Domestic violence is a huge problem around the world, but how is it treated in different countries? Studies have shown that at least one out of three women around the world, experience some form of domestic violence in their life.
What are some of the main reasons for domestic violence around the world?
- Domestic violence is more prominent in areas where education is limited
- This issue tends to have a history, those who are exposed at a young age may continue the behaviour or land up in a violent relationship.
- Unhealthy consumption of alcohol and use of drugs
- Cultures, Religions and attitudes that accept or overlook domestic violence
- Communities, where men are given high status and women, a low status (seen as more of a possession)
- Where women have little to no access to gainful employment
- No laws or weak legal systems for domestic violence
One of the major reasons for domestic violence is inequality, in many areas violence against women is acceptable behaviour. What people don’t realise is the effect it has on a country’s ability to develop and grow.
Domestic violence costs governments a lot of money in connection with:
- Police and other Justice System services
- Health services
- Lost revenue due to an absence from work
This whole situation doesn’t just affect a few people, it spreads and touches communities, and not only of the present but future generations as well. Domestic violence is a deep-rooted problem, affecting women’s health and overall wellbeing, all over the world. Governments should be working on solutions to protect women’s human rights and ensuring access to basic freedoms.
No matter where you are in the world, whether it is a first world country or a poor African village, domestic violence remains a big problem. But despite the overwhelming statistics available, there seems to be a major lack of response to the situation. In some countries, there are a shocking amount of murders, all related to domestic violence. For this to stop, proper legislation needs to be implemented and enforced.
“No country can ever truly flourish if it stifles the potential of its women and deprives itself of the contributions of half of its citizens.” Michelle Obama
Even though many countries have laws in place, they still experience problems, but what about areas around the world that have no specific laws. In countries where women have low socio-economic status, these women depend on their partner for financial support and are often abused. It is normal for a man to ‘discipline’ their wives if they step out of line or do something that displeases them. Most of these women have no other choice but to remain silent and bare the consequences. Even if a woman reports abuse, in some areas, the police will not investigate, as they see it as an internal family matter.
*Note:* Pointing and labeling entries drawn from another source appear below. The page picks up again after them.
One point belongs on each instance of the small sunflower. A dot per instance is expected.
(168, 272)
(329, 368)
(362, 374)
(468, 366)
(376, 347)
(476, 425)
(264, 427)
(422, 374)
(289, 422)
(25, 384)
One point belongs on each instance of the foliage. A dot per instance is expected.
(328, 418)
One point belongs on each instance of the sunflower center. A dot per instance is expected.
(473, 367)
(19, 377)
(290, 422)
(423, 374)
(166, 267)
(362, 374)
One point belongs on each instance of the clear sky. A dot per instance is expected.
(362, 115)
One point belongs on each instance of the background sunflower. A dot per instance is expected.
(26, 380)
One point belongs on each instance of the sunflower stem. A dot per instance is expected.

Over the years, there has been some movement towards addressing domestic violence. For example, in Saudi Arabia not too long ago, laws have been established that prohibits domestic violence. In many other areas, this is the biggest issue, implementing these laws and providing access to shelters and protection. Some countries have no laws against Domestic abuse, leaving their victims to suffer and endure their hardships. In some of these countries, women are exposed to violence for simple things, like burning their husband’s food. This situation is made worse, as the women feel that the punishment given, is justified.
“Women’s empowerment is intertwined with respect for human rights.” Mahnaz Alkhami
Creating awareness of domestic violence has improved over the years, but the shame attached to the issue is something that is still difficult to overcome. How many cases of domestic violence go unreported, due to shame and fear? Having laws in place is a good step but in order to increasingly tackle the issue, these laws need to be actively promoted as well as executed. To truly have an effect, there has to be transformation, a change in the attitudes as well as beliefs of women’s roles in society. Women need to be able to stand together and assert their basic human rights.